神様修行はじめます! 其の五

 気がつけば、やたらジメジメと湿った空気が肌にまとわりついている。


 そして天井のあちこちから落ちる水滴が、『ピチョン……』と寂しい音を周囲に反響させていた。


「ここは……どこ?」


 光の射さない薄暗がりの中で、懸命に目を凝らしたら、ゴツゴツした黒い岩壁がずっと先まで続いているのが見えた。


 なぜ自分がここにいるのか、ここがどこなのかまったく理解できない。


 あれ? あたし、こんな所でなにしてるの?


 そもそも……


 あたしって誰だっけ……?


 暗闇の中で首を傾げるあたしの頭の中は完全に空白で、なにもない。


 自分には過去なんかひとつも無くて、今この瞬間に生まれたばかりみたいに、カラッポな気がする。


 しばらくそうして立ち止まってボンヤリしているうちに、寂しさも恐怖もなにも感じない頭が、ようやく気がついた。


 あぁ、そうだ。


 ここは洞窟だ。


 出口の見えないトンネルのような洞窟の中を、あたしはずっと歩き続けている途中なんだった。


 さあ、休んではいられない。また歩き出さなければ……。


 義務感に追い立てられるように、あたしは孤独な世界をノソノソと歩き始めた。


 いつから、あたしはこの道を歩き続けていたんだろう。


 そしてどこまで行けばいいんだろう。


 その答えも出せぬまま、棒のように疲弊した足を引きずりながら延々と歩き続ける。


 外界と断絶された闇の中で、押し殺した静寂と、滴る水滴の反響音だけが静かに、そして虚しく耳に響いた。

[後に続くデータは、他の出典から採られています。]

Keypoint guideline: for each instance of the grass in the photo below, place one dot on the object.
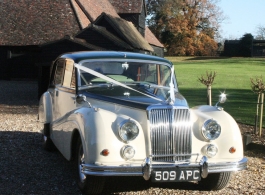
(233, 77)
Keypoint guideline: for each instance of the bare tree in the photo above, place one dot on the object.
(186, 27)
(260, 33)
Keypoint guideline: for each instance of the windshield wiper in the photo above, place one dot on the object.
(99, 85)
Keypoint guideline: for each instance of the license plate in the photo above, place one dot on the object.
(176, 174)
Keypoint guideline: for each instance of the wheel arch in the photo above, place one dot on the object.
(75, 137)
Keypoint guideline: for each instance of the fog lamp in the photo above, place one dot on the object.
(211, 130)
(211, 150)
(127, 152)
(128, 130)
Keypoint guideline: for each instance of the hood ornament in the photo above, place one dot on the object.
(171, 98)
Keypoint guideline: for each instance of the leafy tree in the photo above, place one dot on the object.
(246, 45)
(185, 27)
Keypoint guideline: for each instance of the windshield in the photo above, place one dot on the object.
(127, 72)
(151, 79)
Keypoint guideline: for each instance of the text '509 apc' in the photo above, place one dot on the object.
(121, 114)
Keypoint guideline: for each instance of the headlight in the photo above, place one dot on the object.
(211, 129)
(128, 130)
(127, 152)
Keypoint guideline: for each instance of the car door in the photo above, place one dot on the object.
(63, 96)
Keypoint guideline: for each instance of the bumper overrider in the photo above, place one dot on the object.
(146, 168)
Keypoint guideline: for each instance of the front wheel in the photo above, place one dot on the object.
(87, 184)
(216, 181)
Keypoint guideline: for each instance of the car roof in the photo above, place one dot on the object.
(89, 55)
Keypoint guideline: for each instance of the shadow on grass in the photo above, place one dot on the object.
(206, 58)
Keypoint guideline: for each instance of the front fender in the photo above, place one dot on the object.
(99, 131)
(230, 133)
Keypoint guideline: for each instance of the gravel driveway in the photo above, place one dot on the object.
(25, 168)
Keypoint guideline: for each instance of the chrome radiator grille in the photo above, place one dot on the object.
(170, 134)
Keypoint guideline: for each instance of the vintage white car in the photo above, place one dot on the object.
(121, 114)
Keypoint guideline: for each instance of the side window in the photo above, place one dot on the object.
(73, 79)
(69, 74)
(58, 77)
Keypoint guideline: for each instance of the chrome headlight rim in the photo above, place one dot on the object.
(211, 129)
(125, 132)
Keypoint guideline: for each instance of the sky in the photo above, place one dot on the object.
(243, 16)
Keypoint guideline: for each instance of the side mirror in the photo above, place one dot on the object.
(80, 98)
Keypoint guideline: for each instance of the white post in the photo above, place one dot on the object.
(261, 114)
(209, 94)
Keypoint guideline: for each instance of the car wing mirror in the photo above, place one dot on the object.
(80, 98)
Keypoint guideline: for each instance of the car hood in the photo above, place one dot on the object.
(140, 102)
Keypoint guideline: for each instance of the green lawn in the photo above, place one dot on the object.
(233, 77)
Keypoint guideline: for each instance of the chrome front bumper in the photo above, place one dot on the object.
(146, 168)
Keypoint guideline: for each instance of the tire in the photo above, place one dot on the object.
(216, 181)
(48, 145)
(87, 184)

 先の見えない道行きは遠く、息が切れて苦しくてたまらない。


 疲弊しきった体はもう限界で、今にも倒れてしまいそうだけど、休むわけにはいかない。


 どんなにボロボロになろうと、死ぬほど苦しかろうと、あたしは進み続けなければならない。


 なぜなら、あたしの命は………


『そう。お前の命は、私の屍の上に咲いた仇花だ』


 滴る水滴と、自分の呼吸の音以外、初めて聞いた声。


 ゆっくりと顔を上げると、闇の中に狐の面がポカリと浮かんでいた。